Je ne voyais pas les Protecteurs que l’on avait fait prisonniers avant de comprendre qu’ils se trouvaient parmi les Éclairés. Tous autant armés les uns que les autres. Quelque chose avait changé ici.

Eric me remarqua :

– Eh, David !

Il courut à ma rencontre tandis que Mouez retourna voir Mila pour lui rendre son rapport.

– Le Duc ?

– Mort, lui confirmai-je. Il ne nous causera plus de problèmes.

– C’est toujours ça de gagné, j’imagine.

Il montrait à peine qu’il était ravi. Compte tenu de la précarité de la situation, cela pouvait se comprendre.

– Ça n’a pas l’air brillant, ici.

Esa m’avait entendu en se rangeant à notre hauteur.

– Nous avons failli tous y passer en essayant d’aider tous ceux qui avaient besoin d’être secourus de leur déchéance.

– Les bonnes intentions ne sont pas toujours récompensées, petite.

Elle hocha la tête, avant de tirer nerveusement sur le treillis militaire qui la couvrait.

– Quelqu’un peut m’expliquer pourquoi les Protecteurs ont des armes ?

Eric et Esa échangèrent un regard, gênés par ma question.

– Ordre de Mila, se contenta de répondre le garçon.

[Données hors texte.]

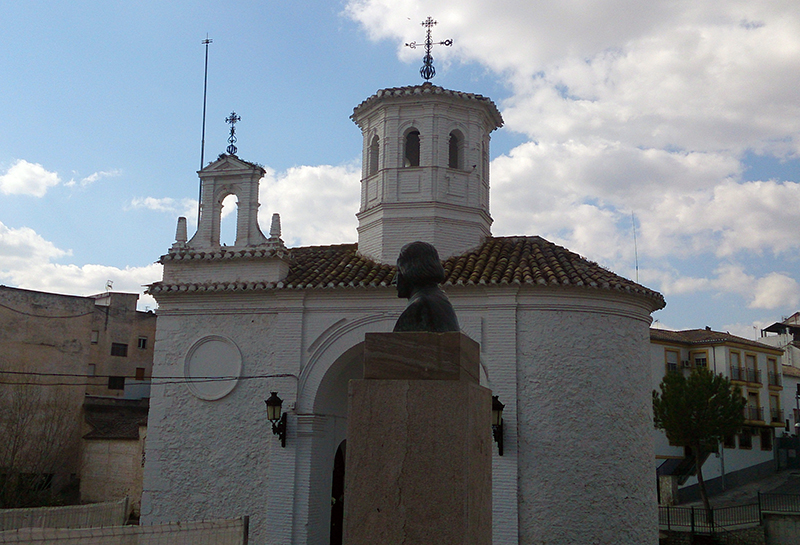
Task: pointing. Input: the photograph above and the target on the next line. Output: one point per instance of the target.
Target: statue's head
(418, 266)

– Quand ils ont commencé l’attaque, me précisa Esa, des Protecteurs en ont profité pour s’enfuir. Mais ils ciblaient tout le monde, cela a été un carnage. Ceux qui ont pu en réchapper sont revenus se réfugier ici.

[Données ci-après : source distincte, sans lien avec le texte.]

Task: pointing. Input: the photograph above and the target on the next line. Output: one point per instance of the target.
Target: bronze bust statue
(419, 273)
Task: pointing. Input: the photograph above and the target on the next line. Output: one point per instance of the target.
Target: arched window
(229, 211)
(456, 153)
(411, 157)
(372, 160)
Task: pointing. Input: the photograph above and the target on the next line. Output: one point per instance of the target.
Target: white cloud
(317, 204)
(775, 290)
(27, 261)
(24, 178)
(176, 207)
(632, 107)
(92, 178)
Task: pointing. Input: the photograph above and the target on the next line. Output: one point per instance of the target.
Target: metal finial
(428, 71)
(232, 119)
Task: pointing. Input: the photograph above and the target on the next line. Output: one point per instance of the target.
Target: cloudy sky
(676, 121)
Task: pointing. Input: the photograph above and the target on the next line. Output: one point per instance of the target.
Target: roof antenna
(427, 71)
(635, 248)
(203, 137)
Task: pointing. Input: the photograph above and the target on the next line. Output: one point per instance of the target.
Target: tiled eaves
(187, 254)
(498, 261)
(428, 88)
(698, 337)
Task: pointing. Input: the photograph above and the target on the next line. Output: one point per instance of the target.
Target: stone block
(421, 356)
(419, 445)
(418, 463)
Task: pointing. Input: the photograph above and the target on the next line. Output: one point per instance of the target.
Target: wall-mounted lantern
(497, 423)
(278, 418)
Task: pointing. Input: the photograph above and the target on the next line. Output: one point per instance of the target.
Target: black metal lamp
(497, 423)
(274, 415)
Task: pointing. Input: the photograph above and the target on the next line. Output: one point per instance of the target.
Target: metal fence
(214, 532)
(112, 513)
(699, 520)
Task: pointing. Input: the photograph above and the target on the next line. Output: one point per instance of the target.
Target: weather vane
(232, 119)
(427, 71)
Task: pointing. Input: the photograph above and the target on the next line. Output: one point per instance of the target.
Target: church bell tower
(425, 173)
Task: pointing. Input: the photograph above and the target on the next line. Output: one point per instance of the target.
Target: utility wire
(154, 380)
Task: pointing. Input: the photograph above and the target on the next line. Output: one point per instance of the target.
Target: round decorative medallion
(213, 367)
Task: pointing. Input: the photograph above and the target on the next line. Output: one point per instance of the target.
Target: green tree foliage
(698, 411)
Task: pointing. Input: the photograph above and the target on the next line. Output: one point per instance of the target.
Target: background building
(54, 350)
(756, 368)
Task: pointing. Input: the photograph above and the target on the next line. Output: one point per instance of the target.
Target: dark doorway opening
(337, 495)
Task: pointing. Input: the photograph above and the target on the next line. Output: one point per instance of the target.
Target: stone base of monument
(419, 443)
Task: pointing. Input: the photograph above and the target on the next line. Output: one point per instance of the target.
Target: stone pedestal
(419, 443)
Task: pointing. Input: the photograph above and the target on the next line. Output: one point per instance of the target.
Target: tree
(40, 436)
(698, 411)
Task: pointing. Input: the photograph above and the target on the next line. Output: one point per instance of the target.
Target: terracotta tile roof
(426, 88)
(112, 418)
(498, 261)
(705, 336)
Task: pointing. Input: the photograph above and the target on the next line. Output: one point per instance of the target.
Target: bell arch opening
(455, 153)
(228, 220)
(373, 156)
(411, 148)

– Nous avons tous compris qu’ils ne laisseraient personne s’échapper de la ville. Protecteurs, Éclairés… ils ne font plus la différence, maintenant.

Cela confirma ce que Mouez m’avait souligné à propos du rôle des Protecteurs et du manque de considération de l’Extérieur qui les avait envoyés comme matons. De gardiens, ils étaient devenus eux aussi, des bagnards à leur insu.

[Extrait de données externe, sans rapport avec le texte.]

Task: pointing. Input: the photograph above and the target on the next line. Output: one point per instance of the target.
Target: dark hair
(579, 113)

Ils étaient des outils encombrants dont on songeait à se débarrasser. À leur insu, ils étaient devenus les témoins de notre déchéance. Nous étions condamnés à disparaître dans l’indifférence et le silence.

Mouez me fit un signe discret de la main, m’invitant à rejoindre Mila. Elle me salua avec un sourire chaleureux.

– J’en conclus que le Duc n’a pas survécu à votre entretien.

– Il prolonge sa conversation dans l’au-delà.

– Enfin, une bonne nouvelle, soupira-t-elle.

À l’entendre, ce devait être la seule.

– Tous les éclaireurs sont rentrés ? Demanda-t-elle à une Éclairée.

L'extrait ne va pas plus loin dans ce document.